Dirut SAM sejak 2016 itu melanjutkan, geopolitik ekonomi sangat kental mewarnai perdagangan pupuk dengan China. China menerapkan pajak ekspor ketika kebutuhan dalam negerinya tinggi. Saat ini China tidak menerapkan pajak, tetapi menciptakan hambatan perdagangan nontarif, yakni bahan pupuk yang diekspor harus diverifikasi dulu paling tidak dua bulan. Padahal, kita mengimpor sebagian besar bahan baku berbasis P untuk NPK, MAP, dan DAP dari sana.
Alumnus Universitas Jember tersebut mengatakan, pandemi dan perang Ukraina-Rusia mengacaukan rantai suplai pupuk global karena Rusia termasuk salah satu pemasok K terbesar dunia. Sebelum pandemi, kontrak dengan Rusia dalam 30-45 hari barang sudah sampai Indonesia. Saat pandemi, kita harus buka L/C dua-tiga lapis karena prosesnya 60-90 hari. Kini perbankan Rusia diblokir Eropa dan Amerika Serikat sehingga transaksi harus tunai di depan.
Di antara tiga unsur hara makro, Yahya lebih mengkhawatirkan K. “Tahun ini ada defisit potasium (K) 9%. Kalau perang tidak berhenti hingga akhir tahun, dunia akan mengalami defisit suplai K sampai tiga tahun mendatang.
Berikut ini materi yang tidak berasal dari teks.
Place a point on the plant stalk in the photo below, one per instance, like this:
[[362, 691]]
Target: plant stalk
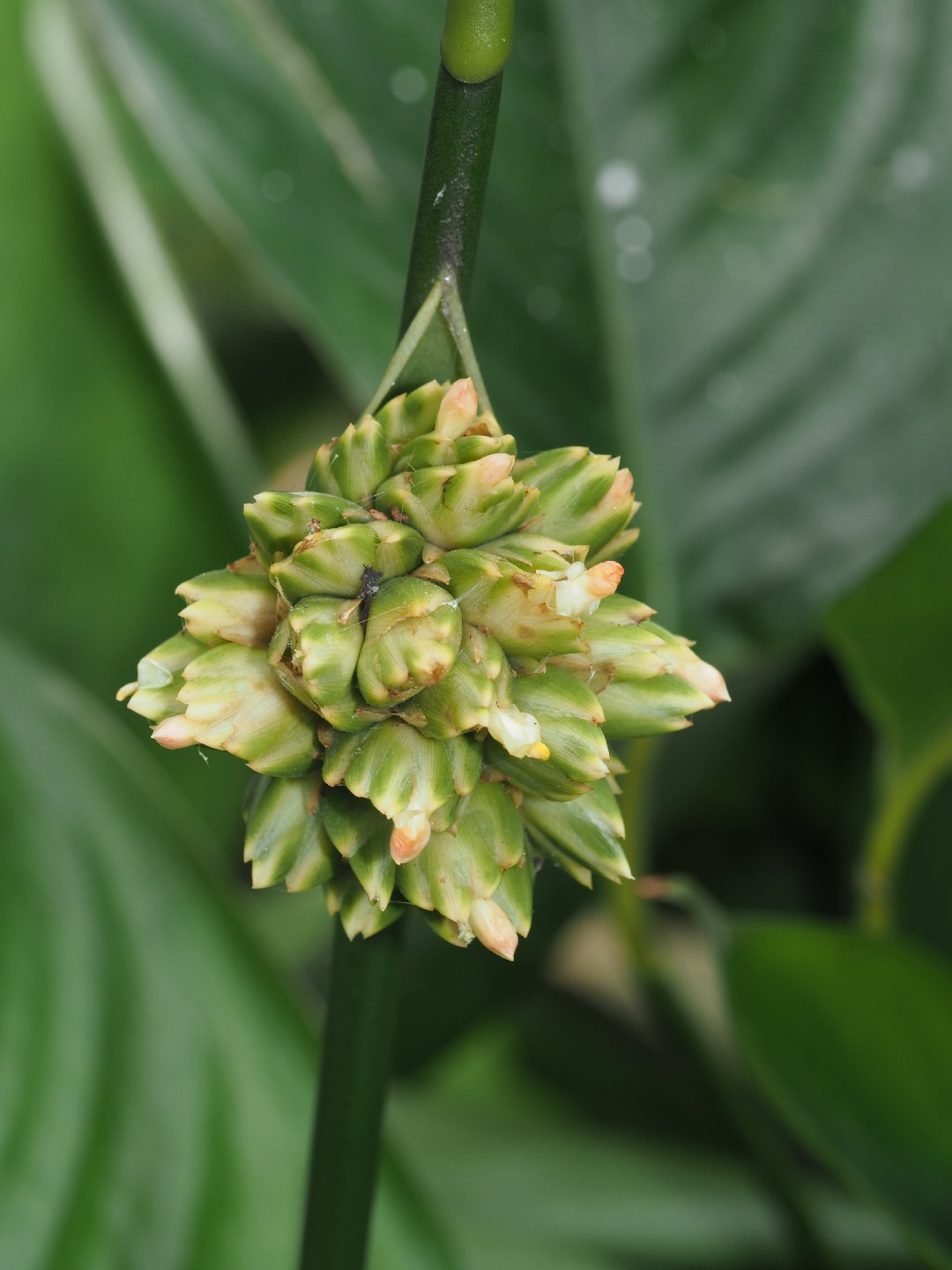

Padahal tanaman sawit butuh K dalam jumlah banyak. Siap-siap cari alternatif untuk menurunkan porsinya,” saran dia.
Dampak Tak Memupuk
Di sisi pekebun, mereka mau tidak mau harus memupuk dengan pilih-pilih strategi yang pas. Menurut Eko Noviandi Ginting, Ketua Kelompok Peneliti Tanah dan Agronomi di Pusat Penelitian Kelapa Sawit (PPKS) Medan, produksi sawit merupakan hasil interaksi genetik, lahan, iklim, dan kultur teknis di antaranya pemupukan.
Berdasarkan penelitian Iman Yan Harahap di PPKS, dari hasil fotosintesis (asimilat) yang dibentuk tanaman, sekitar 46% digunakan untuk pertumbuhan vegetatif dan 54% untuk perkembangan generatif. “Artinya, selama pertumbuhan vegetatifnya belum terpenuhi dengan baik, maka tanaman akan mengalirkan asimilatnya ke vegetatif dulu. Setelah itu baru ke generatif. Itulah kenapa tanaman yang tidak pupuk sekian lama, ketika dipupuk kembali tanaman produksi TBS-nya tidak langsung naik,” jelas Eko.